I held my breath and stood stock-still, covering my naked body with the thin bedspread.

“Housekeeping,” the person on the other side of the door yelled, jiggling the door handle.

“It’s just the maid,” I said, breathing a sigh of relief. “Let me get rid of her.” I didn’t wait for Wade to respond. I laid the phone on the bed and put on the sunglasses and the cap. Then I cracked open the door and peered into the tired moon face of a woman who reminded me of my beloved late godmother. I had to blink back a tear that was threatening to slide out. My godmother had not been dead that long, but I got emotional every time I thought about her or saw somebody who resembled her. I smiled as I looked over the maid’s shoulder.

“Housekeeping,” the woman said again, nodding toward the room, trying to look over my shoulder. She could glimpse just enough of me to see that I was wrapped up in the bedspread. From the smirk on her face, something told me that she assumed I was one of the hookers.

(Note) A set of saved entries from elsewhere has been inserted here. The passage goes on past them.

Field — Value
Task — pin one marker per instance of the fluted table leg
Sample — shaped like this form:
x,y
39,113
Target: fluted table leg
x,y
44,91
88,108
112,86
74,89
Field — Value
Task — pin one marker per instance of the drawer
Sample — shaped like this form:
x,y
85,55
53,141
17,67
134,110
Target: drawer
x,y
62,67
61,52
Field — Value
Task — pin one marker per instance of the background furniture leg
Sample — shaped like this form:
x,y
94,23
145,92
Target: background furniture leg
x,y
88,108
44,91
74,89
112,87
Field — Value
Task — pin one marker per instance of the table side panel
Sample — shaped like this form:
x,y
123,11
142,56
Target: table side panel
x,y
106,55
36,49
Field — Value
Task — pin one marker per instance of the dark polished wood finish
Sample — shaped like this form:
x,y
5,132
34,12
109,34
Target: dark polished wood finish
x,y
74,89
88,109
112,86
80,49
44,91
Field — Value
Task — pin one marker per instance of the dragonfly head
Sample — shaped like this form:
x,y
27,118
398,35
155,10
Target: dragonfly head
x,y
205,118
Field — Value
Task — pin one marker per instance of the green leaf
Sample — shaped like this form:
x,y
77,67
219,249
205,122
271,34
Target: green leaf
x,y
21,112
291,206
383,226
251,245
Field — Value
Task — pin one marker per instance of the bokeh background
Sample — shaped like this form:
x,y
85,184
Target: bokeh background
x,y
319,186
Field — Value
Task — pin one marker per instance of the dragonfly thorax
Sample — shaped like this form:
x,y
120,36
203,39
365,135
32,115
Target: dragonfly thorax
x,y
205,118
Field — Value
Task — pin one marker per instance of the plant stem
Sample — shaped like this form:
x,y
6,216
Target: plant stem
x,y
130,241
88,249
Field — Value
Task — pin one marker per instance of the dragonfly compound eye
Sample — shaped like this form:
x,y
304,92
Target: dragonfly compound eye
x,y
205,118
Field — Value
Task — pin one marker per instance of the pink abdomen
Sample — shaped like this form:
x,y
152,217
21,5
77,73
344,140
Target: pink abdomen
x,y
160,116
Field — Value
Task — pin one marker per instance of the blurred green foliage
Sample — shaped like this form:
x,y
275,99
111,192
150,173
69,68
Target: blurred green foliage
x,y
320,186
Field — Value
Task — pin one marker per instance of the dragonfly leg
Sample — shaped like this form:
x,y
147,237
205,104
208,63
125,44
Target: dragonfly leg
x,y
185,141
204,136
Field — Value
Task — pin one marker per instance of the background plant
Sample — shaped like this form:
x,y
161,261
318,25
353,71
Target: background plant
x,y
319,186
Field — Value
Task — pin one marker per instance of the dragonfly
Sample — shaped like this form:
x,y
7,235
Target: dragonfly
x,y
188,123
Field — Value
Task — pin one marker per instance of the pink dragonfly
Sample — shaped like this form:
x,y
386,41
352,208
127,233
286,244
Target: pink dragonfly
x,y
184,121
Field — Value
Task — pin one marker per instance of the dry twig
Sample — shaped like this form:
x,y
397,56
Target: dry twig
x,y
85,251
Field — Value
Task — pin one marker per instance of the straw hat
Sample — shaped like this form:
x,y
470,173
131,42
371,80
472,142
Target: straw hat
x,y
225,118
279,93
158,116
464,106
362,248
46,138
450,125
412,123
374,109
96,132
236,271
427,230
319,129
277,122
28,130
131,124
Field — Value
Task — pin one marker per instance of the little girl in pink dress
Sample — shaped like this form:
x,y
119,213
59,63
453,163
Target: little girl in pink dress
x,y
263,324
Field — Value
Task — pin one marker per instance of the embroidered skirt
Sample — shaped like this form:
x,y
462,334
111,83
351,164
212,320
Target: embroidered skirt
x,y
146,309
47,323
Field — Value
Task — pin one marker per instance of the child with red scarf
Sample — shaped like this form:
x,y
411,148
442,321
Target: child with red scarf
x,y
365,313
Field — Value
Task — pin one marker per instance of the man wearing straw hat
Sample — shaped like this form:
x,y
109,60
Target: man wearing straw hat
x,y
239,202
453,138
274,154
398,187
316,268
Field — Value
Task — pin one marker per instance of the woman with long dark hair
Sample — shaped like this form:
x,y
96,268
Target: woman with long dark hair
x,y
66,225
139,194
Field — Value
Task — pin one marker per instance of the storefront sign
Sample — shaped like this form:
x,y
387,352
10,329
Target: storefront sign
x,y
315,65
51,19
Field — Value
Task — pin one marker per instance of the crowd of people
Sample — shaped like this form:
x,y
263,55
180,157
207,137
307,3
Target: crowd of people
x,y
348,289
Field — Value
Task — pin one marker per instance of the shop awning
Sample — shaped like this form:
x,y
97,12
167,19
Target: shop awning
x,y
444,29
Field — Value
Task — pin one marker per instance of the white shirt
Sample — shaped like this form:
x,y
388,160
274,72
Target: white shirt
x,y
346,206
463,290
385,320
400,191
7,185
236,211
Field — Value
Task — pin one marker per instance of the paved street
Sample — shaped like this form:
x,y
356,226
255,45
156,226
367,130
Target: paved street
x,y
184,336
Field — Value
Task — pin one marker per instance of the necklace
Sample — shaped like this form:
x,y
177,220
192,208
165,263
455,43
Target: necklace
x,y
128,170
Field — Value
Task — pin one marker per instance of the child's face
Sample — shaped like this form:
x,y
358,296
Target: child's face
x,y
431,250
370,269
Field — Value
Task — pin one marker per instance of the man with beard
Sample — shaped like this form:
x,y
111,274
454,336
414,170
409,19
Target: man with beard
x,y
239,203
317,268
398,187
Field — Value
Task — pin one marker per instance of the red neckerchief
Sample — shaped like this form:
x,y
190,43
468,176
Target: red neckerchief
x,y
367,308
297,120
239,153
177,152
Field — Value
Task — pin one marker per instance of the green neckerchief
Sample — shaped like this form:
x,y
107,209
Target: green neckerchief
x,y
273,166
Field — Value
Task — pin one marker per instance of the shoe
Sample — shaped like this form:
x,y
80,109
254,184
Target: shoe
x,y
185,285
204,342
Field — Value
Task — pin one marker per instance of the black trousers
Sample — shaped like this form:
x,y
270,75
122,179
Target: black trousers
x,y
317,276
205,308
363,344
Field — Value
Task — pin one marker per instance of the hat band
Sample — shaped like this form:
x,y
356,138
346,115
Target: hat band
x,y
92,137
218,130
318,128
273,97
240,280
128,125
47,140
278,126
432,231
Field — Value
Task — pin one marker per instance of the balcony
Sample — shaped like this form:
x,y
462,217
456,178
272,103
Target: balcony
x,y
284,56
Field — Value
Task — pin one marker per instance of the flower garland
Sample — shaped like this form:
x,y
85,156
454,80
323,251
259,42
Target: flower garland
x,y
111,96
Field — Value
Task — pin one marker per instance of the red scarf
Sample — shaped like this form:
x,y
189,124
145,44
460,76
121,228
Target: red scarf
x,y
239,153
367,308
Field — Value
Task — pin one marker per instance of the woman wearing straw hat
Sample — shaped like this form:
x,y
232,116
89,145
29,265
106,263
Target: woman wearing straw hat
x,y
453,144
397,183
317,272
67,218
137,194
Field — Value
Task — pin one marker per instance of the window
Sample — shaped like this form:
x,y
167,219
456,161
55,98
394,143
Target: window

“Um, I don’t need any service today,” I said quickly. She seemed relieved to hear that. “As a matter of fact, I won’t be needing any housekeeping services any other day, either. I’ll be checking out on Friday,” I said hopefully.

“No towels, toilet paper?” the maid asked, still trying to look over my shoulder.

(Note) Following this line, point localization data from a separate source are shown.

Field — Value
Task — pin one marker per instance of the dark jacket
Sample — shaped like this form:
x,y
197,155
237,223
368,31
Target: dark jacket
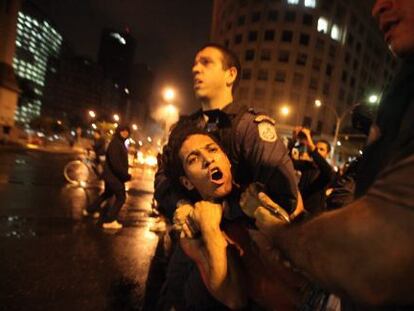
x,y
116,163
99,147
315,177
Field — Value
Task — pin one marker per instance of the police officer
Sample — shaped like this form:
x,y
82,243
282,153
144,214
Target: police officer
x,y
248,137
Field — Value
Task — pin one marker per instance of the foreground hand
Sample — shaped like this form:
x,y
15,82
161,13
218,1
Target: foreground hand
x,y
180,218
207,215
253,197
267,223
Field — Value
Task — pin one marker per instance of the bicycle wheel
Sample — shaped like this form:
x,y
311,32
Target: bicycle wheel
x,y
76,172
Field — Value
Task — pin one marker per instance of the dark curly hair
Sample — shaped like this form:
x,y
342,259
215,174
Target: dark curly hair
x,y
171,161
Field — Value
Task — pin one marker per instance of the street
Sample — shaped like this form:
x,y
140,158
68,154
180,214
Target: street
x,y
53,258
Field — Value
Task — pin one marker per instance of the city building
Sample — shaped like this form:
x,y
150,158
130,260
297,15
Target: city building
x,y
72,89
296,52
9,90
37,41
116,56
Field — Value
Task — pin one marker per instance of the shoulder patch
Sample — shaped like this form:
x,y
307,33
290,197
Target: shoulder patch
x,y
267,131
266,118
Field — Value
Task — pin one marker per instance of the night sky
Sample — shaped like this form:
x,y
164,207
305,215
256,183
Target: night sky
x,y
168,32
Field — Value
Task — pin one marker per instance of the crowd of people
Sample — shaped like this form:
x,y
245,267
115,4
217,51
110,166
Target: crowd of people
x,y
265,226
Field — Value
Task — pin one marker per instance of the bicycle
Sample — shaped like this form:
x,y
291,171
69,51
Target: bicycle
x,y
82,171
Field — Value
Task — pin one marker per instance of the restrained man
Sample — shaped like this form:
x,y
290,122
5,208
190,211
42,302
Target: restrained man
x,y
232,266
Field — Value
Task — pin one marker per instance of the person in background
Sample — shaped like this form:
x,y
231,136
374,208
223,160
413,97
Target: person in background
x,y
364,251
115,175
309,159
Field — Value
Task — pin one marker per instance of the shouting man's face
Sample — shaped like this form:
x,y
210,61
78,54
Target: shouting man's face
x,y
206,167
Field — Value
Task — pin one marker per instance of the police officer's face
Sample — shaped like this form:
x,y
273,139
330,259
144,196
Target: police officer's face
x,y
396,21
206,167
210,78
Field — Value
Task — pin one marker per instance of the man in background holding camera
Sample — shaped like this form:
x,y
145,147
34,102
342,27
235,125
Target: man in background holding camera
x,y
309,159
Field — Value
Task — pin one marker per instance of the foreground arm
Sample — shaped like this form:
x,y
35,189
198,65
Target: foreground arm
x,y
217,263
364,251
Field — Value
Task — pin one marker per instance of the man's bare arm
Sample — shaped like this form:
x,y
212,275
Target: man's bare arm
x,y
217,264
364,251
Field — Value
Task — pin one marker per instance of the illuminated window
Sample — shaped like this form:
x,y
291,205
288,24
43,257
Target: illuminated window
x,y
310,3
322,25
335,33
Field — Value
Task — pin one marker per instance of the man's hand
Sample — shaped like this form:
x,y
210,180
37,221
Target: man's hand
x,y
309,141
181,219
253,197
207,215
267,223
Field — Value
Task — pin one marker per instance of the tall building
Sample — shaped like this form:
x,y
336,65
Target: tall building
x,y
37,41
73,88
294,52
116,56
8,85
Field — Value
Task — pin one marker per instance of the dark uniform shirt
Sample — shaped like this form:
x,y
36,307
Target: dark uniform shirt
x,y
256,153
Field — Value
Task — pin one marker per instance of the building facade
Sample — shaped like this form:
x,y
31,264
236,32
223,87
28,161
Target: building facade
x,y
37,41
9,89
294,52
116,57
74,88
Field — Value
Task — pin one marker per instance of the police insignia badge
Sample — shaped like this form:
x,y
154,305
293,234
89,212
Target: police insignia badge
x,y
267,131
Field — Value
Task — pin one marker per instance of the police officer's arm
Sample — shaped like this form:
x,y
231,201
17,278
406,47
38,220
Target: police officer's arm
x,y
267,159
365,250
165,193
115,155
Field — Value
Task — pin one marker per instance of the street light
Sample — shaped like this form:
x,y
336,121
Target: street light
x,y
373,98
339,119
169,94
92,114
285,110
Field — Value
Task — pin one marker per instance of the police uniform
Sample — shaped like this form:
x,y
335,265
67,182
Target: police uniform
x,y
256,152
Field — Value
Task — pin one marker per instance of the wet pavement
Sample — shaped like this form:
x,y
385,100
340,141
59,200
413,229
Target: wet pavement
x,y
52,258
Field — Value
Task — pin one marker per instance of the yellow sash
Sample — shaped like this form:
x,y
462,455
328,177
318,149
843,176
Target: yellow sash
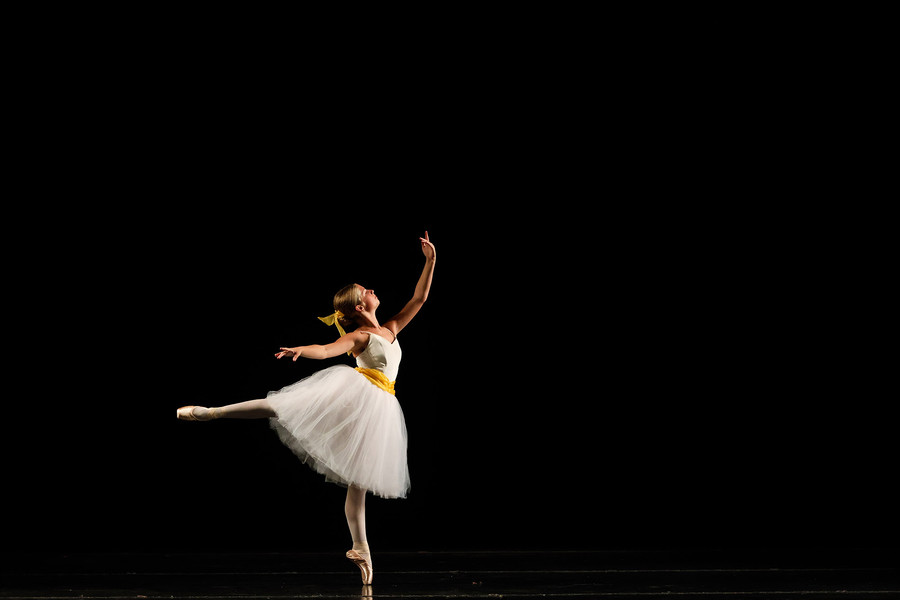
x,y
379,379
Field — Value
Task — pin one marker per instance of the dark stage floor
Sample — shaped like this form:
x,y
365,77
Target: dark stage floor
x,y
605,574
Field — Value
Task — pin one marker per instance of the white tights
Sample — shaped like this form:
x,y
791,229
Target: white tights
x,y
355,505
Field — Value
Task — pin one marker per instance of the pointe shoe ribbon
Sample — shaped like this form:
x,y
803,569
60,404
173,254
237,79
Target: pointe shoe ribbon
x,y
364,565
186,413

“No,” I said, shaking my head and trying to shut the door. “I have enough toilet paper, towels, and everything else. I brought my own soap, so you don’t even have to worry about that, either.” The maid had a puzzled look on her face as I shut and locked the door, securing it with the dead bolt and the chain. I stood with my back against the door until I heard her knock on the door of the room next to mine.

“I’m back,” I said, picking up the phone. “I got rid of her.”

“Don’t you open that door no more,” Wade hollered.

“It was just the maid,” I hollered back. “If I hadn’t opened the door, she would have entered the room. What was I supposed to do? I got rid of her for the rest of the week.”

“Just don’t open that door no more. Do you hear me? I ain’t going to jail for you or nobody else.”